7. Gelet op wat hiervoor is overwogen, is het beroep ongegrond verklaard.

8. Voor een proceskostenveroordeling bestaat geen aanleiding."

6. In hoger beroep zijn, naar het Hof begrijpt, nagenoeg dezelfde geschilpunten als bij de Rechtbank aan de orde. Voor de standpunten van partijen verwijst het Hof naar de gedingstukken.

7. De Rechtbank heeft naar 's Hofs oordeel op goede gronden, begrijpelijk en juist, geoordeeld dat met betrekking tot alle onderdelen van het geschil het gelijk aan de zijde van de Inspecteur is. Belanghebbende heeft, ook in hoger beroep, niets aangevoerd, gelet ook op de aannemelijk te achten weerspreking door de Inspecteur, dat rechtvaardigt anders te oordelen of waaruit anderszins, bijvoorbeeld wat betreft het laagste tussenliggende tarief en de heffing van griffierecht, een inhoudelijk of formeel beletsel is te putten voor het bevestigen van de uitspraak van de Rechtbank. Al wat belanghebbende heeft aangevoerd treft geen doel, daar haar stellingen, zo al relevant en te volgen, niet blijk geven van een juiste rechtsopvatting dan wel feitelijke grondslag missen.

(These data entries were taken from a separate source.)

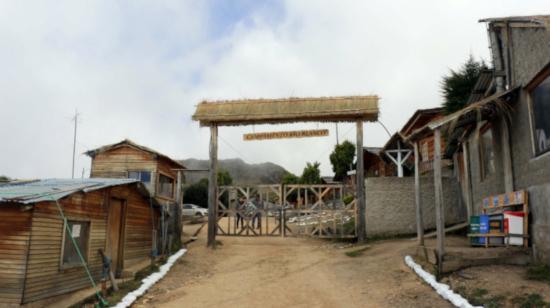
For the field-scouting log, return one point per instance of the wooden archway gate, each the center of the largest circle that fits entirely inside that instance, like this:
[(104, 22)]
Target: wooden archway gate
[(356, 109), (286, 210)]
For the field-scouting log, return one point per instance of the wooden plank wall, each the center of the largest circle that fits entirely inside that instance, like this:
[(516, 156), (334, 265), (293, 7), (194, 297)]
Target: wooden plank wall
[(14, 237), (139, 225), (44, 276), (115, 163), (165, 167)]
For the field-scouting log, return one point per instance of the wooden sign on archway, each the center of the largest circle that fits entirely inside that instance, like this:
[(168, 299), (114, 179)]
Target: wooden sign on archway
[(356, 109)]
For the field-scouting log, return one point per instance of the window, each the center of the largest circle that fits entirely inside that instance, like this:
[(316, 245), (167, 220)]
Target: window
[(425, 154), (166, 186), (144, 176), (540, 97), (80, 231), (487, 152)]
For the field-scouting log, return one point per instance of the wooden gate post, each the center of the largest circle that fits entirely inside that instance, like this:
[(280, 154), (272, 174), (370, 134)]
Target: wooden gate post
[(361, 211), (419, 221), (179, 223), (213, 187), (439, 207)]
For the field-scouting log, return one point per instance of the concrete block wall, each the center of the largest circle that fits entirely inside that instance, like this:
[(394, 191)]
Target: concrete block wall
[(391, 204)]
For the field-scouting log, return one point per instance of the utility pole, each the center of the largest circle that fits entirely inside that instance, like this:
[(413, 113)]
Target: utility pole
[(75, 119), (337, 141)]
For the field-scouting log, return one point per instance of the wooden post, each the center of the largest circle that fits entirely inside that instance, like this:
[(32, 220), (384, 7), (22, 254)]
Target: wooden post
[(467, 179), (506, 156), (439, 212), (212, 187), (419, 222), (179, 223), (361, 212)]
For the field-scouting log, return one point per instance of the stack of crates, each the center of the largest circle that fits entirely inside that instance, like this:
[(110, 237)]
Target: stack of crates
[(474, 228)]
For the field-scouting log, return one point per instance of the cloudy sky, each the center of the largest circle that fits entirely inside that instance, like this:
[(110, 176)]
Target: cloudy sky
[(136, 69)]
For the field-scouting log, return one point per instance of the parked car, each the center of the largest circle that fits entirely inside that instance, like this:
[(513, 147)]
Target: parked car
[(193, 210)]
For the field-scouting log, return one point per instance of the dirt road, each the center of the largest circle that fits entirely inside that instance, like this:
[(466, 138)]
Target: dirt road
[(291, 272)]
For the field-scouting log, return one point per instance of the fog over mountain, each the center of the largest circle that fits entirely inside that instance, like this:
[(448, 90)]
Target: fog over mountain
[(241, 172)]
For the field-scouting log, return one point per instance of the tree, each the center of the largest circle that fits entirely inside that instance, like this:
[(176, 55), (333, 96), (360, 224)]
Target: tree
[(342, 159), (311, 174), (290, 178), (457, 86), (197, 193), (224, 178)]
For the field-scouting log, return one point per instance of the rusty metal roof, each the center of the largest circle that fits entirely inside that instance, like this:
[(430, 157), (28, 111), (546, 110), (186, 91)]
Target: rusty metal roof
[(54, 189)]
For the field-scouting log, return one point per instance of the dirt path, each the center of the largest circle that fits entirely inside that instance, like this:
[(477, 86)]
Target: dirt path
[(290, 272)]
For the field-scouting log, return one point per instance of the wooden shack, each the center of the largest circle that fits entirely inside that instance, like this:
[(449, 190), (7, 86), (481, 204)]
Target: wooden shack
[(375, 165), (418, 122), (127, 159), (38, 258)]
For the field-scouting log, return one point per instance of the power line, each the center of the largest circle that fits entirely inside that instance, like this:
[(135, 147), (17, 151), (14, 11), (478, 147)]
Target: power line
[(75, 119)]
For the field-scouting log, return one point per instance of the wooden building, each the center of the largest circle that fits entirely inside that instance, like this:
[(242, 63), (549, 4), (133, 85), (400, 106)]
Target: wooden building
[(375, 165), (127, 159), (418, 122), (502, 136), (38, 259)]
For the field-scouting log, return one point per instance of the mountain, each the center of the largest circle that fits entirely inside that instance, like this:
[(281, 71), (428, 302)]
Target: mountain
[(241, 172)]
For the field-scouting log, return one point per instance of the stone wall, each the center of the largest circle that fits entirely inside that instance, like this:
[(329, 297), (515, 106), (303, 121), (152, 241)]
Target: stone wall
[(391, 204)]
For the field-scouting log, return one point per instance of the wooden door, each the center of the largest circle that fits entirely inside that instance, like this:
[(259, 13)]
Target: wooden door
[(114, 237)]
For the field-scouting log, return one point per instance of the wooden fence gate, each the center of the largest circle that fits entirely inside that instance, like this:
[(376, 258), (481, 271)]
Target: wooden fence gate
[(287, 210)]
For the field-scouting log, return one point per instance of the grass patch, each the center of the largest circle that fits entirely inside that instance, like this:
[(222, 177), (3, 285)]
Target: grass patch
[(382, 237), (124, 288), (539, 272), (481, 297), (357, 252), (532, 300)]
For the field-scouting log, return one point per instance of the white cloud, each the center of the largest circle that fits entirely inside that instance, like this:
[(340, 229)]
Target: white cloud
[(137, 69)]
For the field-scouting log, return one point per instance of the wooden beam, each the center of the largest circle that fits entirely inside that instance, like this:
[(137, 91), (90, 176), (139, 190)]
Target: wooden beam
[(419, 221), (361, 211), (179, 223), (439, 211), (467, 179), (506, 156), (212, 187)]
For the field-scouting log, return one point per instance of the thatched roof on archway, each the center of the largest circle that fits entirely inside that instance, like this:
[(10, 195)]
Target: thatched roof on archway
[(289, 110)]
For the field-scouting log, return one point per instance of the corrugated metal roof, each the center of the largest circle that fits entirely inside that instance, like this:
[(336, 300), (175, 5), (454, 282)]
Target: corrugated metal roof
[(54, 189), (130, 143)]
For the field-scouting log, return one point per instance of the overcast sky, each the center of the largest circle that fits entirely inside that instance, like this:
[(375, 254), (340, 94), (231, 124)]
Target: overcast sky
[(136, 69)]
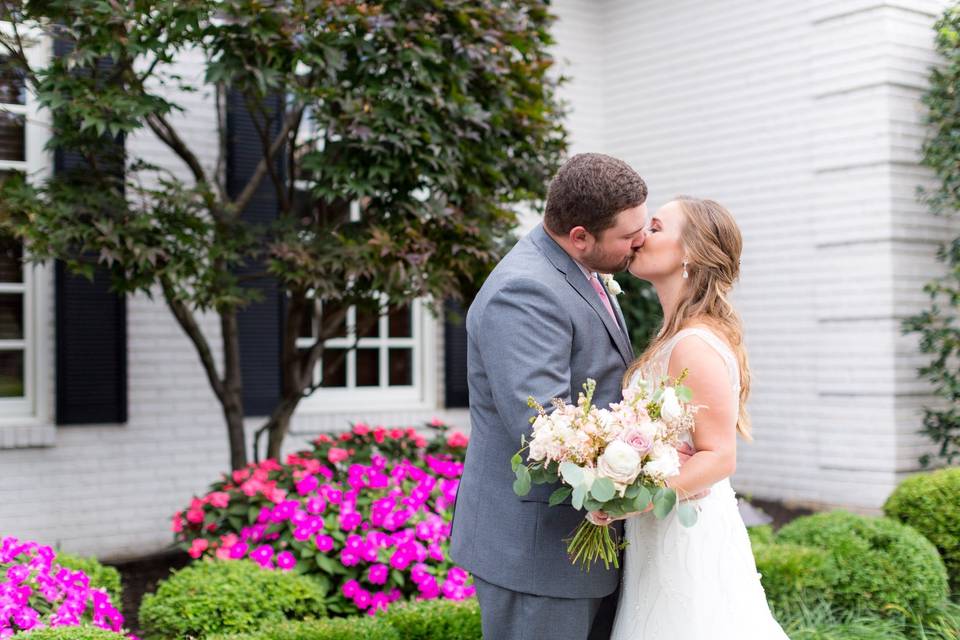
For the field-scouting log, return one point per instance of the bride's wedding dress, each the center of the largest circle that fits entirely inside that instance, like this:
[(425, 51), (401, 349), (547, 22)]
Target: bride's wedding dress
[(693, 583)]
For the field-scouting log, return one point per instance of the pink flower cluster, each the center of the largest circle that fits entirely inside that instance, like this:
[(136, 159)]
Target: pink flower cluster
[(377, 528), (31, 583)]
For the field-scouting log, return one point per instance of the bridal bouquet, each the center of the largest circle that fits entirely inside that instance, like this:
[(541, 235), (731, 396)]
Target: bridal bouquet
[(615, 459)]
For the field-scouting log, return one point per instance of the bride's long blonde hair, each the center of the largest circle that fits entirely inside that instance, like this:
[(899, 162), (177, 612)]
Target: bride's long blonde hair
[(713, 243)]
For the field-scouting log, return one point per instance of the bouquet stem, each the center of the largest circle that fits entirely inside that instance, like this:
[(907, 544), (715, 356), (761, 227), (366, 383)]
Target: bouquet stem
[(592, 542)]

8. Het Hof neemt in aanmerking dat van het wettelijk systeem van bpm-heffing als zodanig, in het bijzonder waar het gaat om de (hoogte van de) bpm op uit het buitenland ingevoerde auto’s in vergelijking tot de bpm die rust op soortgelijke in Nederland geregistreerde auto’s, niet kan worden gezegd dat het niet strookt met het Unierecht. Op de zitting heeft de Inspecteur terecht opgemerkt dat geen sprake is van wezenlijk verschillende heffingsmodaliteiten. Het is dus aan belanghebbende, anders dan zij stelt, feiten en omstandigheden aan te voeren dan wel, tegenover de betwisting door de Inspecteur, aannemelijk te maken dat te veel bpm op aangifte is voldaan. Dat heeft zij, de overwegingen van de Rechtbank volgend, nagelaten. Opmerking verdient dat op de zitting, geconfronteerd met enkele vragen over de - dus rechtens onjuiste - stelling van belanghebbende dat sprake is van een heffing die in strijd is met artikel 110 VWEU vanwege de wijze van vaststelling en berekening van de bpm, de gemachtigde van belanghebbende openlijk en onomwonden signaleert dat hij in veel situaties en waarschijnlijk ook in dit geval niet ontkomt aan de conclusie dat in de praktijk de bpm-druk van hier te lande geregistreerde vergelijkingsauto’s hoger is dan de bpm die wordt vastgesteld en berekend voor auto’s die uit het buitenland komen.

9. De met een beroep op het arrest van het Hof van Justitie van de Europese Unie van 4 oktober 2018, Kantarev, ECLI:EU:C:2018:807, gedane stelling dat het griffierecht te hoog is faalt, al omdat de stelling blijk geeft van een verkeerde lezing van dat arrest.

10. Het Hof ziet voor deze procedure geen reden het Hof van Justitie van de Europese Unie prejudiciële vragen voor te leggen.

11. Het hoger beroep is ongegrond.

12. Het Hof ziet geen reden een partij te veroordelen in de proceskosten.